Reputation: 98
On various projects I've been working on, I've seen diferent ways of specifying dependencies versions. On some projects, the package version is written on the same dependency declaration:
<dependency>
<groupId>org.apache.myfaces.extensions.validator.validation-modules</groupId>
<artifactId>myfaces-extval-property-validation</artifactId>
<version>2.0.7</version>
<scope>compile</scope>
</dependency>
On others, a property is used, as in:
<dependency>
<groupId>org.apache.myfaces.extensions.validator.validation-modules</groupId>
<artifactId>myfaces-extval-property-validation</artifactId>
<version>${versions.extval}</version>
<scope>compile</scope>
</dependency>
For multimodule projects, I can see a clear benefit in declaring versions on the parent pom to avoid duplication (and the potential confusion and errors that come with it), but on single module applications, would there be a benefit to use such a level of indirection?

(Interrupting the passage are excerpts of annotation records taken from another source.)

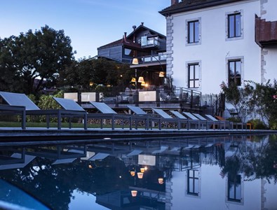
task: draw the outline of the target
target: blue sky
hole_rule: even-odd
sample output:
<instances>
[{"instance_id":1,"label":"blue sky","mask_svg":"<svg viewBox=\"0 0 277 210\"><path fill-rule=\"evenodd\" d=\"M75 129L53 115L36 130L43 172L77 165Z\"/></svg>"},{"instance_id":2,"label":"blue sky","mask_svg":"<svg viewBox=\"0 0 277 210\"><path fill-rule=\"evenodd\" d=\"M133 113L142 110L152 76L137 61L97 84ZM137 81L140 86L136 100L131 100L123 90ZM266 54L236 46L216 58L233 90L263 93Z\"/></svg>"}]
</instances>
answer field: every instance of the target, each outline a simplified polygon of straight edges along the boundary
<instances>
[{"instance_id":1,"label":"blue sky","mask_svg":"<svg viewBox=\"0 0 277 210\"><path fill-rule=\"evenodd\" d=\"M97 48L116 41L144 22L165 34L165 18L158 11L170 0L2 0L0 37L34 31L46 24L70 37L75 58L93 57Z\"/></svg>"}]
</instances>

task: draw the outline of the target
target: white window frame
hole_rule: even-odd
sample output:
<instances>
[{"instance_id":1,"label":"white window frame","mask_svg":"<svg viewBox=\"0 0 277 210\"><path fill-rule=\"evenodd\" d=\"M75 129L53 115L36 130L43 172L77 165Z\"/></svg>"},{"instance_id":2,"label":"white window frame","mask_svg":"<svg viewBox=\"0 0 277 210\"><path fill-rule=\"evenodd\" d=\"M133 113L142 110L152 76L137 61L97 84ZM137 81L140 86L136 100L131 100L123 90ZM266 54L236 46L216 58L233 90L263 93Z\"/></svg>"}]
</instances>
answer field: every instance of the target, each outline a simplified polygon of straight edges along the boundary
<instances>
[{"instance_id":1,"label":"white window frame","mask_svg":"<svg viewBox=\"0 0 277 210\"><path fill-rule=\"evenodd\" d=\"M198 41L194 43L189 43L189 22L195 22L195 21L198 22ZM186 20L185 33L186 33L186 46L201 45L201 18Z\"/></svg>"},{"instance_id":2,"label":"white window frame","mask_svg":"<svg viewBox=\"0 0 277 210\"><path fill-rule=\"evenodd\" d=\"M236 56L236 57L229 57L226 58L226 84L229 85L229 62L236 59L240 59L241 62L241 85L238 88L244 87L244 57L243 56Z\"/></svg>"},{"instance_id":3,"label":"white window frame","mask_svg":"<svg viewBox=\"0 0 277 210\"><path fill-rule=\"evenodd\" d=\"M189 66L191 64L198 64L199 66L199 87L198 88L189 88ZM189 61L186 62L186 87L189 88L190 90L201 90L201 60L195 60L195 61Z\"/></svg>"},{"instance_id":4,"label":"white window frame","mask_svg":"<svg viewBox=\"0 0 277 210\"><path fill-rule=\"evenodd\" d=\"M234 15L236 13L241 14L241 36L237 37L229 37L229 21L228 16L229 15ZM239 10L233 12L228 12L225 13L225 41L234 41L243 39L243 10Z\"/></svg>"}]
</instances>

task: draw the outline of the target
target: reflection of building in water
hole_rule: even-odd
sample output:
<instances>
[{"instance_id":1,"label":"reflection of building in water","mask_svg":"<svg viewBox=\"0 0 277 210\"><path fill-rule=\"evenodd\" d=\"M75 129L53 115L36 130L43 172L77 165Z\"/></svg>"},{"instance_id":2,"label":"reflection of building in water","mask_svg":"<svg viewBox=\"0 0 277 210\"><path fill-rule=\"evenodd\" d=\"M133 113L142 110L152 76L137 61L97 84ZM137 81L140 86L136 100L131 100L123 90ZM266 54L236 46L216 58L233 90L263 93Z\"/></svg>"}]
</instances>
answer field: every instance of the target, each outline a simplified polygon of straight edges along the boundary
<instances>
[{"instance_id":1,"label":"reflection of building in water","mask_svg":"<svg viewBox=\"0 0 277 210\"><path fill-rule=\"evenodd\" d=\"M269 154L276 153L277 143L268 136L251 140L247 141L246 136L201 137L28 146L0 150L0 158L11 161L9 168L16 169L13 164L26 165L27 155L32 155L40 162L48 160L50 166L46 168L49 170L60 169L60 173L66 172L69 177L76 170L74 176L79 178L68 178L70 184L64 186L72 184L93 194L97 204L112 209L271 209L277 206L277 188L266 178L276 177L273 160L277 157L273 155L271 160ZM21 155L15 160L15 153ZM3 158L0 169L6 167ZM28 162L30 167L36 164L33 162ZM67 164L57 166L55 162ZM136 173L146 167L140 179ZM55 174L55 178L58 174ZM161 183L158 178L162 178ZM132 197L131 190L137 191L136 197Z\"/></svg>"},{"instance_id":2,"label":"reflection of building in water","mask_svg":"<svg viewBox=\"0 0 277 210\"><path fill-rule=\"evenodd\" d=\"M170 209L274 209L276 185L259 178L252 166L268 147L266 138L251 142L238 137L215 144L210 153L201 151L198 168L173 172Z\"/></svg>"}]
</instances>

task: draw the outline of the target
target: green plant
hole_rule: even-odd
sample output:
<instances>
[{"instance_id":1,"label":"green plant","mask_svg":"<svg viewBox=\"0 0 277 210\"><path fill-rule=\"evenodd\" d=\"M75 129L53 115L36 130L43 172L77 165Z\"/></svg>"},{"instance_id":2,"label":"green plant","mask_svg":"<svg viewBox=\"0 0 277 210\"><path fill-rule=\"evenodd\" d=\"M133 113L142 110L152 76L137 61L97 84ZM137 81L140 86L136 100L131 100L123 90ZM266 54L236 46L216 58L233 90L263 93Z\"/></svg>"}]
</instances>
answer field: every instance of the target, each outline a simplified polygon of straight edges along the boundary
<instances>
[{"instance_id":1,"label":"green plant","mask_svg":"<svg viewBox=\"0 0 277 210\"><path fill-rule=\"evenodd\" d=\"M227 118L227 120L233 122L241 122L241 120L239 118L236 117L231 117Z\"/></svg>"},{"instance_id":2,"label":"green plant","mask_svg":"<svg viewBox=\"0 0 277 210\"><path fill-rule=\"evenodd\" d=\"M262 120L259 119L252 119L248 122L251 123L253 129L255 130L267 130L269 129L266 125L265 125Z\"/></svg>"}]
</instances>

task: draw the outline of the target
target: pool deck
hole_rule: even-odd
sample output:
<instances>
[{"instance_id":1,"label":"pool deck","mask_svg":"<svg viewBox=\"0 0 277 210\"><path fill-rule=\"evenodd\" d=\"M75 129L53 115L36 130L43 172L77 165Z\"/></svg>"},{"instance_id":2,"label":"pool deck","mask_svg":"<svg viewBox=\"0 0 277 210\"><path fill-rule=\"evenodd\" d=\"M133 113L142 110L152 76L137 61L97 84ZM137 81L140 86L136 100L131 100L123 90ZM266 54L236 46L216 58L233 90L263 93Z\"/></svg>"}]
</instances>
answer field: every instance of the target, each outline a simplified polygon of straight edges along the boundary
<instances>
[{"instance_id":1,"label":"pool deck","mask_svg":"<svg viewBox=\"0 0 277 210\"><path fill-rule=\"evenodd\" d=\"M220 136L227 135L253 135L277 134L273 130L176 130L158 129L145 130L117 128L88 129L81 128L21 128L1 127L0 146L26 144L56 144L69 143L89 143L103 141L135 141L155 139L164 137Z\"/></svg>"}]
</instances>

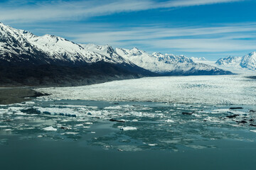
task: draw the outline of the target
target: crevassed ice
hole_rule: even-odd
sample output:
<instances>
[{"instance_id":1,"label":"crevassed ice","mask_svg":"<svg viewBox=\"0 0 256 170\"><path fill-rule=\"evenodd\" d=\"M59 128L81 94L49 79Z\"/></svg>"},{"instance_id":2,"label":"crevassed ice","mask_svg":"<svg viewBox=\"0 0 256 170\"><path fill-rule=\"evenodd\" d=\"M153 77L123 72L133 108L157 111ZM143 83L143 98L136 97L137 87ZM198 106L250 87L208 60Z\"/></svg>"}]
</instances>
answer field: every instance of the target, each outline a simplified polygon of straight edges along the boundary
<instances>
[{"instance_id":1,"label":"crevassed ice","mask_svg":"<svg viewBox=\"0 0 256 170\"><path fill-rule=\"evenodd\" d=\"M44 88L44 99L254 105L256 81L241 75L147 77L78 87Z\"/></svg>"}]
</instances>

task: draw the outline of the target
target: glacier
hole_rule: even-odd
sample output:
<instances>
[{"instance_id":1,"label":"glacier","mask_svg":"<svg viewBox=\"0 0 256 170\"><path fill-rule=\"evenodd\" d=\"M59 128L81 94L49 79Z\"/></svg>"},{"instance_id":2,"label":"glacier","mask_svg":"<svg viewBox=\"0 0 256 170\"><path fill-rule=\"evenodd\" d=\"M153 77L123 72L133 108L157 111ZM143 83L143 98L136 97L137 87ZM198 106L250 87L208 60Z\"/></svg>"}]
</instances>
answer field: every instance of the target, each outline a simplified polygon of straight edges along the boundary
<instances>
[{"instance_id":1,"label":"glacier","mask_svg":"<svg viewBox=\"0 0 256 170\"><path fill-rule=\"evenodd\" d=\"M77 87L36 89L49 100L254 105L255 79L242 75L146 77Z\"/></svg>"}]
</instances>

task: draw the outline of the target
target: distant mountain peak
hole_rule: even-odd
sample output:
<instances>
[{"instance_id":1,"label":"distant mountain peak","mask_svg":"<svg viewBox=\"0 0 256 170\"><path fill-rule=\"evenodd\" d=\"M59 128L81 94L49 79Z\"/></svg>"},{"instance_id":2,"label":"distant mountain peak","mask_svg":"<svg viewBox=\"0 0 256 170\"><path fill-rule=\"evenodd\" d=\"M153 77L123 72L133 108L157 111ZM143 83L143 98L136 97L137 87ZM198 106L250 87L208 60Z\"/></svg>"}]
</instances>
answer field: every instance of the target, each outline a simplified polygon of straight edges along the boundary
<instances>
[{"instance_id":1,"label":"distant mountain peak","mask_svg":"<svg viewBox=\"0 0 256 170\"><path fill-rule=\"evenodd\" d=\"M228 56L225 58L220 58L218 60L216 64L226 67L256 70L256 52L250 52L243 57Z\"/></svg>"}]
</instances>

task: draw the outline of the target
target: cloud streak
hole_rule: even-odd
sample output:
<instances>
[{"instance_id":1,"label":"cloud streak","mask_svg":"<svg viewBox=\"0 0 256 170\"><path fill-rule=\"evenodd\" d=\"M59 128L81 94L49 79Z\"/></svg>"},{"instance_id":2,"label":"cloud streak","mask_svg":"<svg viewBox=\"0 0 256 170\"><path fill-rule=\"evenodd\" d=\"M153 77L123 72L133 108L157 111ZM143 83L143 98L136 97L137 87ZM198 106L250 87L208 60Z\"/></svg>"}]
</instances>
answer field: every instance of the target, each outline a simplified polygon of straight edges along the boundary
<instances>
[{"instance_id":1,"label":"cloud streak","mask_svg":"<svg viewBox=\"0 0 256 170\"><path fill-rule=\"evenodd\" d=\"M169 52L219 52L256 50L256 23L218 27L137 27L126 30L68 34L75 42L110 44L116 47L138 45Z\"/></svg>"},{"instance_id":2,"label":"cloud streak","mask_svg":"<svg viewBox=\"0 0 256 170\"><path fill-rule=\"evenodd\" d=\"M121 12L171 8L191 6L230 3L244 0L153 0L119 1L9 1L0 4L0 21L4 22L41 22L81 20ZM19 1L19 2L18 2Z\"/></svg>"}]
</instances>

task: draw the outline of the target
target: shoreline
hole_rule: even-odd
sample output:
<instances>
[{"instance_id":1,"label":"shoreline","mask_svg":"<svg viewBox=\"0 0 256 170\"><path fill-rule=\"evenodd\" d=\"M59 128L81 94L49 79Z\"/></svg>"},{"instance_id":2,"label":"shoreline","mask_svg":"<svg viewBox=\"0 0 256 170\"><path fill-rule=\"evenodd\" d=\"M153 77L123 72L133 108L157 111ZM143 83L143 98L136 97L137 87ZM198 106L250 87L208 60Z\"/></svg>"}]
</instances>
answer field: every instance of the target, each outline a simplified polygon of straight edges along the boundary
<instances>
[{"instance_id":1,"label":"shoreline","mask_svg":"<svg viewBox=\"0 0 256 170\"><path fill-rule=\"evenodd\" d=\"M0 105L8 105L31 101L48 94L40 93L31 87L0 88Z\"/></svg>"}]
</instances>

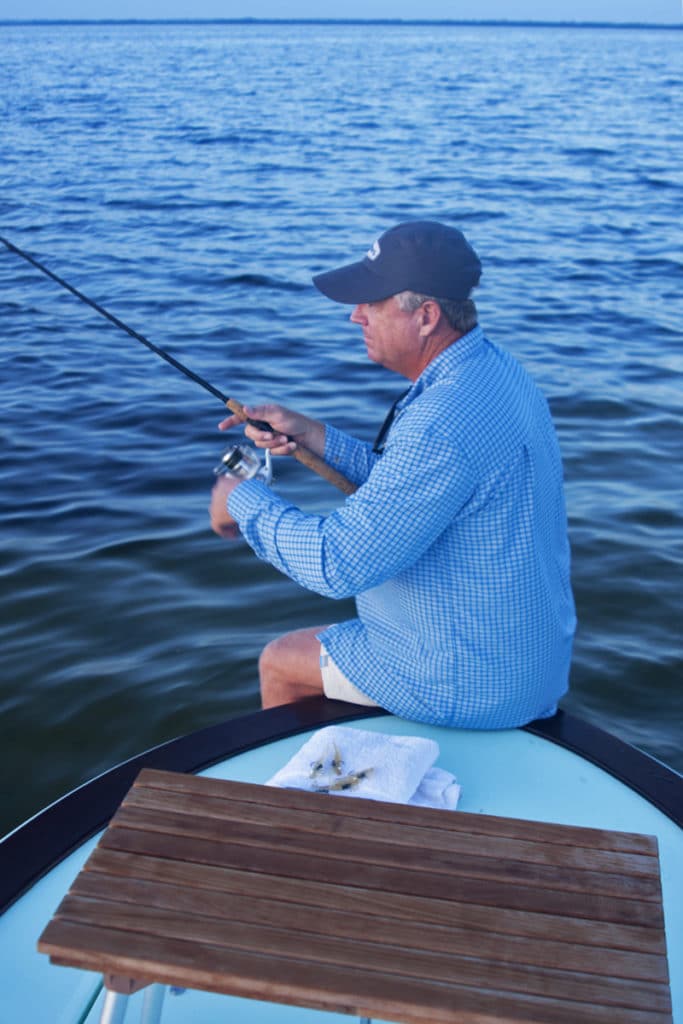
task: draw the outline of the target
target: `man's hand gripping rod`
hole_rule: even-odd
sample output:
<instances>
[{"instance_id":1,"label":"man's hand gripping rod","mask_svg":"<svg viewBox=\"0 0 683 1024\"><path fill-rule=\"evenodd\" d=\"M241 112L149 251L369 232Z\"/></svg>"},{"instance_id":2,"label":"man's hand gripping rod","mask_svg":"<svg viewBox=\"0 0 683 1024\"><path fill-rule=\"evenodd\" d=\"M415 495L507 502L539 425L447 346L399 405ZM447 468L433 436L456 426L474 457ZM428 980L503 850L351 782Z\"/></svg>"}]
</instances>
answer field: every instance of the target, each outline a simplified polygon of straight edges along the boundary
<instances>
[{"instance_id":1,"label":"man's hand gripping rod","mask_svg":"<svg viewBox=\"0 0 683 1024\"><path fill-rule=\"evenodd\" d=\"M258 427L259 430L268 430L273 434L278 433L276 430L272 429L269 423L266 423L263 420L252 420L245 412L244 406L241 402L239 402L236 398L228 398L227 395L224 395L221 391L218 390L218 388L215 388L213 384L209 384L209 382L204 380L203 377L200 377L199 374L196 374L194 371L183 366L182 362L176 359L169 352L166 352L163 348L160 348L158 345L153 344L153 342L151 342L148 338L145 338L144 335L139 334L137 331L134 331L131 327L128 327L127 324L124 324L124 322L119 319L118 316L115 316L113 313L109 312L109 310L104 309L103 306L100 306L97 302L94 302L92 299L89 299L87 295L83 294L83 292L79 292L79 290L77 288L74 288L73 285L70 285L68 281L65 281L63 278L59 278L58 274L48 269L42 263L39 263L39 261L37 259L34 259L33 256L30 256L29 253L25 252L23 249L19 249L17 246L12 245L11 242L8 242L7 239L3 239L2 237L0 237L0 242L2 242L2 244L5 245L7 249L10 250L10 252L16 253L17 256L22 257L22 259L25 259L28 263L31 263L42 273L46 274L48 278L51 278L52 281L55 281L57 285L61 286L61 288L66 288L68 292L71 292L72 295L75 295L77 299L81 300L81 302L85 302L85 304L94 309L95 312L98 312L100 316L103 316L105 319L110 321L111 324L114 324L115 327L120 328L126 334L130 335L131 338L135 338L136 341L141 342L141 344L143 344L152 352L155 352L157 355L161 356L162 359L165 359L166 362L169 362L172 367L175 367L175 369L180 371L181 374L184 374L185 377L188 377L190 380L195 381L196 384L199 384L206 391L209 391L216 398L219 398L223 402L223 404L226 406L234 416L239 416L244 423L251 423L253 426ZM290 440L292 440L292 438L290 438ZM328 465L328 463L324 459L321 459L319 456L315 455L314 452L309 452L308 449L302 447L300 444L297 444L292 455L298 462L303 463L303 465L307 466L308 469L311 469L314 473L317 473L318 476L322 476L324 479L334 484L334 486L338 487L339 490L343 492L343 494L352 495L353 492L356 489L355 484L351 483L351 481L348 480L342 473L338 472L336 469L333 469L332 466Z\"/></svg>"}]
</instances>

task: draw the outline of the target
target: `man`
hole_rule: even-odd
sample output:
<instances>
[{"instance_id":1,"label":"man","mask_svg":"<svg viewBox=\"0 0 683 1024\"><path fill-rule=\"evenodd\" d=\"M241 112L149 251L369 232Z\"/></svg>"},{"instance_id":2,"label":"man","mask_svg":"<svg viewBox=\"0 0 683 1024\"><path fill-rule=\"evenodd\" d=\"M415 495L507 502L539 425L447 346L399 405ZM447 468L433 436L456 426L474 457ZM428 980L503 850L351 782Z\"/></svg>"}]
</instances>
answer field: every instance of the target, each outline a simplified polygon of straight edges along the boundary
<instances>
[{"instance_id":1,"label":"man","mask_svg":"<svg viewBox=\"0 0 683 1024\"><path fill-rule=\"evenodd\" d=\"M504 728L552 715L566 690L575 620L557 439L529 376L477 326L479 273L460 231L415 221L313 279L354 306L369 357L412 385L374 449L279 406L248 411L273 427L247 427L257 445L305 445L358 484L328 516L262 481L214 487L216 532L237 525L302 586L356 600L356 618L266 646L264 707L325 692Z\"/></svg>"}]
</instances>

What would be a best practice for this and why?
Thanks a lot :)
Upvotes: 1
Views: 415
Reputation: 4859
With a version property you can override it on the command line whereas with a fixed version you cannot.
So you can recompile your project with a newer version just by specifying it on the command line.
mvn -Dversions.extval=2.0.8 clean package
Or something.
apart from that, mostly used on multi-projects, and although there you have the dependency management section as well for versions.